School and Hospital of Stomatology, Shandong University & Shandong Key Laboratory of Oral Tissue Regeneration & Shandong Engineering Laboratory for Dental Materials and Oral Tissue Regeneration, Jinan, Shandong, China.
Sichuan University, West China Hospital of Stomatology, Department of Orthodontontics, State Key Laboratory of Oral Disease, National Clinical Research Centre of Oral Disease, Chengdu, China.
DNA Cell Biol. 2020 Apr;39(4):709-723. doi: 10.1089/dna.2019.5272. Epub 2020 Feb 11.
Head and neck squamous cell carcinoma (HNSCC) is the sixth malignancy, which is characterized by poor prognosis or high mortality because of the lack of predicting markers. Aberrant cancer pseudogenes have been found predictive for prognosis. We aim to identify a pseudogene-based prognosis signature for HNSCC by machine learning. RNA-seq data were downloaded from The Cancer Genome Atlas, and 700 differentially-expressed pseudogenes were identified. The survival-related pseudogenes were screened through COX-regression analysis, which includes univariate regression, least absolute shrinkage and selection operator regression, and multivariate regression, and a five-pseudogene signature was constructed. The value of prediction for the signature was validated in multiple subgroups in terms of survival. Gene set enrichment analysis (GSEA) and coexpression analysis were used to determine the underlying biological functions. Seven hundred dysregulated pseudogenes were identified, and the five-pseudogene signature can distinguish the low-risk and high-risk patients for both training and testing sets and predicted prognosis with high sensitivity and specificity. Furthermore, the signature was applicable to patients of different genders, ages, stages, and grades. Coexpression analysis revealed that the five-pseudogene is associated with immune system. GSEA showed cancer-related biological process and pathways the five-pseudogene involved in. The five-pseudogene signature is not only a novel marker for prognosis but also a promising signature for monitoring therapeutic schedule. Therefore, our findings may have potential clinical significance.

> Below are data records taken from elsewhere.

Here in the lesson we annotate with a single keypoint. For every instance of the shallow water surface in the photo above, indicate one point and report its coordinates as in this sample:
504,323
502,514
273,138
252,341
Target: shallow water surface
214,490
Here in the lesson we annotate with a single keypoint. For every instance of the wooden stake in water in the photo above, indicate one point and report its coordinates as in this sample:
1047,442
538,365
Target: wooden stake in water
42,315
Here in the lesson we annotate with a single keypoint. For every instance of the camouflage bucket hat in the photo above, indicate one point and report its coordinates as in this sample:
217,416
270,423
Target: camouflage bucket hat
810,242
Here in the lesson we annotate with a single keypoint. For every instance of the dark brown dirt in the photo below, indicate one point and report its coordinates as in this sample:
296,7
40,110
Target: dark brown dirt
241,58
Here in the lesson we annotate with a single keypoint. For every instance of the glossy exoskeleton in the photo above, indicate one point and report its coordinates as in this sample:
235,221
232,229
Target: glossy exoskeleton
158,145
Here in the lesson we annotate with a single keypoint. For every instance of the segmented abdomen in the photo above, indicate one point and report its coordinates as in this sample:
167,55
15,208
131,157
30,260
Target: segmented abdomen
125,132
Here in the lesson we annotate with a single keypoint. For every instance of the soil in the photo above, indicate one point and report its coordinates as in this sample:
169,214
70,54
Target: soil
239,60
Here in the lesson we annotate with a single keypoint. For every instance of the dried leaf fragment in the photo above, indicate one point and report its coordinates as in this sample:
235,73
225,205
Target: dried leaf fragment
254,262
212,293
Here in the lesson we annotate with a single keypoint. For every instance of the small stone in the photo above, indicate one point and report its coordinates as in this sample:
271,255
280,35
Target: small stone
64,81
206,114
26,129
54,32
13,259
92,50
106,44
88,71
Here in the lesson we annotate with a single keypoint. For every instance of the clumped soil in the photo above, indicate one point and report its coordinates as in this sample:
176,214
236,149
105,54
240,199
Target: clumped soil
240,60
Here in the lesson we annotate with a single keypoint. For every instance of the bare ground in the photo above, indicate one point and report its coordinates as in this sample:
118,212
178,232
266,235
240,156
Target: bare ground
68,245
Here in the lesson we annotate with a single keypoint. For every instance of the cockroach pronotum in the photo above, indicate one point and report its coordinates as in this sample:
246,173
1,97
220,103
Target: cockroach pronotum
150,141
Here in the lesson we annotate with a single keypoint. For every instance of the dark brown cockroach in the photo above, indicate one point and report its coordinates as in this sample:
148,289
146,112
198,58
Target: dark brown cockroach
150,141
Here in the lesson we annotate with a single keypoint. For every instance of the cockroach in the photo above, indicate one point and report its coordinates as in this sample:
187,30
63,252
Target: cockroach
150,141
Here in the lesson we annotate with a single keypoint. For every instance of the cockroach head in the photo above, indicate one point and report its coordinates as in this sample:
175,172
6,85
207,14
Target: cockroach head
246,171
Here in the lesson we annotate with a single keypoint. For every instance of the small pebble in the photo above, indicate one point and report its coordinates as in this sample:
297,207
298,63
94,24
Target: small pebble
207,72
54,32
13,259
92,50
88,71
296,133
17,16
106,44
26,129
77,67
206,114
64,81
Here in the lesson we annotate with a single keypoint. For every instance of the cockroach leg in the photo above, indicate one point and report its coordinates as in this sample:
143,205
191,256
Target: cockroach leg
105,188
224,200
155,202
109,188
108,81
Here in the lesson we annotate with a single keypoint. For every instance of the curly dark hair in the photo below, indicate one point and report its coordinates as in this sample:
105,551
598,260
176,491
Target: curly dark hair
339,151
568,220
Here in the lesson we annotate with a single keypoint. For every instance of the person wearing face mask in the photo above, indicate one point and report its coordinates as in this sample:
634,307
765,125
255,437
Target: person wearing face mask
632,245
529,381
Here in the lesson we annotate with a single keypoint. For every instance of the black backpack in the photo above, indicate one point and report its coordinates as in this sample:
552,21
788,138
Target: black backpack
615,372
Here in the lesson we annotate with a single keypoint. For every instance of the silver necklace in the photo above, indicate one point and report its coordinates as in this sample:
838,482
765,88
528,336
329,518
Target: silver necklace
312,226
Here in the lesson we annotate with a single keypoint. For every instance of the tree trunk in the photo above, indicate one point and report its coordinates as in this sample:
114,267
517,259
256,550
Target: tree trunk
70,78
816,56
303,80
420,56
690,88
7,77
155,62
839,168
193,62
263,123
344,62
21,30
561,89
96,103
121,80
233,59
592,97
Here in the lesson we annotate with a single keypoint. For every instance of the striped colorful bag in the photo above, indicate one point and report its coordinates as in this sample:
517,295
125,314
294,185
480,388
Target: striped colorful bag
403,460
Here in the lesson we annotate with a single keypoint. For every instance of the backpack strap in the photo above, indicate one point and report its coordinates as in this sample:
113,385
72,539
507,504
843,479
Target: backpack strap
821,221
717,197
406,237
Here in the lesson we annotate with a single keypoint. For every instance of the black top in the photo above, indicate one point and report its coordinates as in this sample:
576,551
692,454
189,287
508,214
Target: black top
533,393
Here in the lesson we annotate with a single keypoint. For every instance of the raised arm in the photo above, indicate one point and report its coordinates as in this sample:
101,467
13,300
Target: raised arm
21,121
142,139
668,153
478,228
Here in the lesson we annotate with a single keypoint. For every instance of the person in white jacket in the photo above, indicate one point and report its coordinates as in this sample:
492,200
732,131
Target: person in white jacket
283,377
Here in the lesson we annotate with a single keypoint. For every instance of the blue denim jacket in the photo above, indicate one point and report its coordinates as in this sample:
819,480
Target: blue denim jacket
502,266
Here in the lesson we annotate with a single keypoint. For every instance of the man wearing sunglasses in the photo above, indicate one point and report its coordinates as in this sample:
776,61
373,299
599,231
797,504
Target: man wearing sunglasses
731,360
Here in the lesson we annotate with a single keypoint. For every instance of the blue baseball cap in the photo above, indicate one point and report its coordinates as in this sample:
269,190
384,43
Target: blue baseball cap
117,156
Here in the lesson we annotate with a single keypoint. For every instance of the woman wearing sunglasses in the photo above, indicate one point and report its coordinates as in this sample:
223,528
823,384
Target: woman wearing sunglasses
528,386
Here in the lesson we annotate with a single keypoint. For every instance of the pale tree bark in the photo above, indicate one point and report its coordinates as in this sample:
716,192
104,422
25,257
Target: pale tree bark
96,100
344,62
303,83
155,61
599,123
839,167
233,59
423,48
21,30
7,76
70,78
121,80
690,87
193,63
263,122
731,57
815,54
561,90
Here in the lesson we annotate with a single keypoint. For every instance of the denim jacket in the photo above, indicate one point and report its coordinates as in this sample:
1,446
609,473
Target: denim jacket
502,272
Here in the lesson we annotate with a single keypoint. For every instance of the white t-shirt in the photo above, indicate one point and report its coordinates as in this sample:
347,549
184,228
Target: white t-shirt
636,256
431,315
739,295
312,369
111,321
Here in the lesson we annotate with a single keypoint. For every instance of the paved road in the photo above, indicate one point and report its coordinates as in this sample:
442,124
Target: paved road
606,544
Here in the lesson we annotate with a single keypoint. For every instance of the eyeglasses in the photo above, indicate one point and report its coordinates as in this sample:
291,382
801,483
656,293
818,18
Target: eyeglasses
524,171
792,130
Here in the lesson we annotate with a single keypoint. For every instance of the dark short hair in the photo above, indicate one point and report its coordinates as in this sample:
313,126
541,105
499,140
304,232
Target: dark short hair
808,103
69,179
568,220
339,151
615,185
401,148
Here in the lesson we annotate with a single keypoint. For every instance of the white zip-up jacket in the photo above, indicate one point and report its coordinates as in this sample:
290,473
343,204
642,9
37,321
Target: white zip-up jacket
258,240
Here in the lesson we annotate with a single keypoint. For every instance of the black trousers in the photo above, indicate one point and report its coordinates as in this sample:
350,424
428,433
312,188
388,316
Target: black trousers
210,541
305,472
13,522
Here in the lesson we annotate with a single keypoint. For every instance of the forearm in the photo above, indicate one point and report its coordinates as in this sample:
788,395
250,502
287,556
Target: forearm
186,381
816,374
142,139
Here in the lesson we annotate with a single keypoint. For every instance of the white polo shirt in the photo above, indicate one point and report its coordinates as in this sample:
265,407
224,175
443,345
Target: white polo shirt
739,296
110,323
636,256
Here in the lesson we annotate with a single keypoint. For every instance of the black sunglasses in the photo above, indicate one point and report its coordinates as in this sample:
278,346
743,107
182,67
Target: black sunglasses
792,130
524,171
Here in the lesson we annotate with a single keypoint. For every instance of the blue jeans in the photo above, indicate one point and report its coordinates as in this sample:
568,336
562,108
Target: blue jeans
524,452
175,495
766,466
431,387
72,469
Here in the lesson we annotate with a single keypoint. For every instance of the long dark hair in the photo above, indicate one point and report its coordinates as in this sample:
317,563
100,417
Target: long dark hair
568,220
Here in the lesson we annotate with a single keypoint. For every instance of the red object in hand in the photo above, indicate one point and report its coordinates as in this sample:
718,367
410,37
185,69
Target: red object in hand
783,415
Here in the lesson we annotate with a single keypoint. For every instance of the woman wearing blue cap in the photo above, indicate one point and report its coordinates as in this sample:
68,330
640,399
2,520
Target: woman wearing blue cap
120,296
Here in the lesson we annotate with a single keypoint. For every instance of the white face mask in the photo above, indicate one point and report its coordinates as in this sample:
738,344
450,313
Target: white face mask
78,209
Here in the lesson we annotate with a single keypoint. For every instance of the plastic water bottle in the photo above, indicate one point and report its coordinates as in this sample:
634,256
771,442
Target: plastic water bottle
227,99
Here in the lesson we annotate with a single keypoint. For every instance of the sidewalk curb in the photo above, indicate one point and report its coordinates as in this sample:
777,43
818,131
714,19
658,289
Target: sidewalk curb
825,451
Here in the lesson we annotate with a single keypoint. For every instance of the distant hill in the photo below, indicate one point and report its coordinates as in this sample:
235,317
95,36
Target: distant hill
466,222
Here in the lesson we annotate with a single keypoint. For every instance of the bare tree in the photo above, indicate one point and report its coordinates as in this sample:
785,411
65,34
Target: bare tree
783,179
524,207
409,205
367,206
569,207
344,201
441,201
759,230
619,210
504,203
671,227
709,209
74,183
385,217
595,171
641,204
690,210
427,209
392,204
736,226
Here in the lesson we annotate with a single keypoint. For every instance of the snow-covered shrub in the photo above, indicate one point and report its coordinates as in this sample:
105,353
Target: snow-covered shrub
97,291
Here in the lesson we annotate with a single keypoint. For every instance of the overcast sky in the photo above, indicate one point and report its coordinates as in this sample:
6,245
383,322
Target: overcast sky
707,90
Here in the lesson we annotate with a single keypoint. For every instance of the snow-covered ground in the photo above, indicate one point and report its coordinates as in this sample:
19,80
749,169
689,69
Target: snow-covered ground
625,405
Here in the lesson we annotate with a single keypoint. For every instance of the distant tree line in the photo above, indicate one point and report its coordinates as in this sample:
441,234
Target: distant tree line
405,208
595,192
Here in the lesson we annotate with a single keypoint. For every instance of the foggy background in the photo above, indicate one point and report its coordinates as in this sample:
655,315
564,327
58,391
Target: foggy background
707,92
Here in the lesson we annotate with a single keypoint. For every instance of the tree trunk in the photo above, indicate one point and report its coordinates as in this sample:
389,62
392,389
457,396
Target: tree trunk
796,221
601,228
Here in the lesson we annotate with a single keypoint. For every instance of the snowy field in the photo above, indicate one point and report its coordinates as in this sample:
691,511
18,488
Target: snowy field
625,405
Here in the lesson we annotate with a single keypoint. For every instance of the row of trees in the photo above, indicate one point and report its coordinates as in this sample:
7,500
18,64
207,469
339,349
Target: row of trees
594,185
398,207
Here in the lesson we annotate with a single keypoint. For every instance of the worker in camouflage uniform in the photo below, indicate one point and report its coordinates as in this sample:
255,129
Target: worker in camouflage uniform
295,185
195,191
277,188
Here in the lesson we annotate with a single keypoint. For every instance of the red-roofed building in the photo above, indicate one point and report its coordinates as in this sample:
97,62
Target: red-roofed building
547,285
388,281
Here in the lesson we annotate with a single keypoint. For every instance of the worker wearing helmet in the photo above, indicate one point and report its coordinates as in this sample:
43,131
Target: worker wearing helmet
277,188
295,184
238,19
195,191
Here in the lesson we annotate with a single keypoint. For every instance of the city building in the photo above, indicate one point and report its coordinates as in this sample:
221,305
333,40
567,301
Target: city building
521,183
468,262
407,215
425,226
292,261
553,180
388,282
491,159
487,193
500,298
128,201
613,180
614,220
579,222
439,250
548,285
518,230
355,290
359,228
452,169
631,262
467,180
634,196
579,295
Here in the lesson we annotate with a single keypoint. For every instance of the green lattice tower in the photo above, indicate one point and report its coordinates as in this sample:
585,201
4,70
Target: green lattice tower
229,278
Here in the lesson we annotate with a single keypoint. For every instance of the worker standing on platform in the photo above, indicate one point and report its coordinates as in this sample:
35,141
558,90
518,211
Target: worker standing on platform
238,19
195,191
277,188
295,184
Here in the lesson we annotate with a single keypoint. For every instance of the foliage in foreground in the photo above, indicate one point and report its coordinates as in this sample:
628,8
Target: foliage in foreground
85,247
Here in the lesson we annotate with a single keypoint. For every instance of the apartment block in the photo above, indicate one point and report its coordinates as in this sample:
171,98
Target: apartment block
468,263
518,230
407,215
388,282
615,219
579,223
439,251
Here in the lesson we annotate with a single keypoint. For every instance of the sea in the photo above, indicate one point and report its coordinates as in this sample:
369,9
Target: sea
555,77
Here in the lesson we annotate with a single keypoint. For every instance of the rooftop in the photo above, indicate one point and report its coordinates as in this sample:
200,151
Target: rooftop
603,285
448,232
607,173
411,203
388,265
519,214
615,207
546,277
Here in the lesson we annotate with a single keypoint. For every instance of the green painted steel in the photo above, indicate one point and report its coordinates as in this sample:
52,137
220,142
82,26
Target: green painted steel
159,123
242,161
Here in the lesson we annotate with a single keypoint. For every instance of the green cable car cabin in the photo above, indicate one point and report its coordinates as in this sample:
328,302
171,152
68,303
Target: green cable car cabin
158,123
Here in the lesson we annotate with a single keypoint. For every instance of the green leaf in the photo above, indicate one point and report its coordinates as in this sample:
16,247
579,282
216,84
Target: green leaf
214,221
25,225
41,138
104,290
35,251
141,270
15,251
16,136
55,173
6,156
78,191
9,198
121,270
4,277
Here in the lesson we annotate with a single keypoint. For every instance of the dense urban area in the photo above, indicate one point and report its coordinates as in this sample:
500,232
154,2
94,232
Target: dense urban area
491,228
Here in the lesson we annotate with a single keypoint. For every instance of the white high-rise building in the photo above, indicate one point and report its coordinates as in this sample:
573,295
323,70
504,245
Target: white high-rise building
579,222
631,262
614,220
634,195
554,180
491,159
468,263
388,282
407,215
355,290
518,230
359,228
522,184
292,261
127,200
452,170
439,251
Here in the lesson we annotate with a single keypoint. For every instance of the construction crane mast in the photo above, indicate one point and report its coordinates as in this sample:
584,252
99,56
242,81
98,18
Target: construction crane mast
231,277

头颈部鳞状细胞癌 (HNSCC) 是第六大恶性肿瘤,由于缺乏预测标志物,预后较差或死亡率较高。异常的癌症假基因已被发现具有预测预后的能力。我们旨在通过机器学习确定基于假基因的 HNSCC 预后特征。从癌症基因组图谱下载了 RNA-seq 数据,并鉴定了 700 个差异表达的假基因。通过 COX 回归分析筛选与生存相关的假基因,包括单变量回归、最小绝对值收缩和选择算子回归以及多变量回归,并构建了一个五假基因特征。该特征的预测价值在多个生存亚组中得到了验证。基因集富集分析 (GSEA) 和共表达分析用于确定潜在的生物学功能。鉴定了 700 个失调的假基因,该五假基因特征可以区分训练集和测试集的低风险和高风险患者,并具有高灵敏度和特异性预测预后的能力。此外,该特征适用于不同性别、年龄、分期和分级的患者。共表达分析显示,这五个假基因与免疫系统有关。GSEA 显示了五个假基因涉及的癌症相关生物过程和途径。该五假基因特征不仅是一种新的预后标志物,也是监测治疗方案的有前途的标志物。因此,我们的研究结果可能具有潜在的临床意义。